Texto: Kananda Ferreira
Foto: Bento Fábio

A negligência do Estado dentro das favelas no cumprimento de direitos provêm desde o seu surgimento, passando por diversas tentativas de remoção, criminalização e chacinas cometidas por agentes públicos (que são homenageados ou promovidos). De lá pra cá, o tempo passou, mas essa omissão tem se mostrado cada vez mais explícita quando se trata de Segurança Pública nesses espaços. Um direito constitucional e impessoal que deveria ser estendido não só para o asfalto, mas também para quem vive nas favelas.

Entretanto ele se distancia cada vez mais através da inserção de uma política de controle social em prol de interesses políticos, econômicos e sociais. Uma ausência que se tornou uma presença desastrosa, cuja pacificação entra com balas perdidas e sai com corpos achados em nome da lei e da soberania nacional.

Uma segurança momentânea que, na prática, transformou o Rio em um laboratório cujo conceito de “guerra” foi inventado para legitimar o uso da força através da violência como uma “solução”, cometida na retirada de direitos fundamentais nas periferias e na projeção da sociedade do medo. As incursões policiais (com o uso de Caveirões, snipers, helicópteros com atiradores e armas bélicas pesadas) colocam o policial como o “julgador e executor” da lei e estimula uma série de violações e execuções de pessoas (seja envolvidas ou não).

A desumanização dessas vidas, concretizada ainda mais dentro das instituições da PM pelo ensino, se dá pela tortura como um modo de extração de uma verdade e pela não realização das perícias para elucidação e investigação das causas, em grande parte cometidas pela remoção dos corpos por policiais ou a dificuldade na entrada da Defesa Civil por conta do clima tenso deixado pelas ações.

A ineficiência por trás do gasto elevado do dinheiro público nas propagandas do Governo voltadas para essa área e a falta de planejamento instigaram uma série de operações fatais e brutais interligadas a uma vingança. Os traumas psicológicos deixados, a injustiça perante a banalização das mortes (justificadas por mero engano, legítima defesa, medo ou acidente e legitimadas por falas de autoridades públicas), a paralisação de serviços públicos e civis em risco de vida iminente (tanto fora quanto dentro dos territórios marginalizados) são sequelas graves de uma política que usa os direitos humanos como moeda de troca em nome de uma proteção seletiva que mata.

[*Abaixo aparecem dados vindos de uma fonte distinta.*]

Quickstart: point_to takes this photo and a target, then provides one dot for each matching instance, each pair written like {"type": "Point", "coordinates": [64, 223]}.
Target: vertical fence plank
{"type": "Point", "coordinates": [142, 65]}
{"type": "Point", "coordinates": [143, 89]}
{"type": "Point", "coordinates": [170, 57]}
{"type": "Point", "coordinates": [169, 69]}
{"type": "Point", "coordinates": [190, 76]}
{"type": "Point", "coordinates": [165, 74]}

A guerra à favela coloca ela como se fosse o problema da violência na cidade quando, na verdade, existe uma centralização do ódio e da marginalização por trás da justificativa de guerra ao tráfico/drogas/armas. A inclusão da violência da exclusão se interliga ao agravamento da desigualdade social e racial, a extensão da corrupção por trás da revenda de armas, drogas e munições e fortalecimento de uma hierarquia de poder sobre o outro, ligado a meritocracia e o racismo

Foto: Bruno Itan

A ampliação dessa agonia cotidiana, vivida por quem mora na favela, se estende para a cidade e mostra o quão longe está o cessamento de uma violência decorrente de um abismo social histórico no país em relação ao desenvolvimento e acesso à cidadania. Uma população semeada no ódio e na despolitização e corrompida pelo medo em prol de interesses políticos e econômicos para subversão da democracia. Se silenciar diante dos gatilhos é colaborar com essa política genocida e enraizador de consequências de um passado ligado a escravidão. Tal direito constitucional nas favelas se volta como uma necessidade histórica de humanização e potencialização de protagonistas capazes de criar, refletir, intervir e ampliar as suas narrativas dentro dos ambientes acadêmicos e da gestão política como cidadãos plenos de direitos e deveres.

Através de coletivos, ONGs, projetos sociais e dos próprios moradores, as favelas se mostram cada vez mais como a solução e agentes da sua própria existência, não o problema e uma ameaça social. A apropriação da lei (como a Ação Civil Pública – ACP, na Maré) e da tecnologia como uma ferramenta de diálogo para reafirmar a integridade de vidas também é importante para expôr os problemas e a necessidade de se discutir com a cidade sobre as suas obrigações.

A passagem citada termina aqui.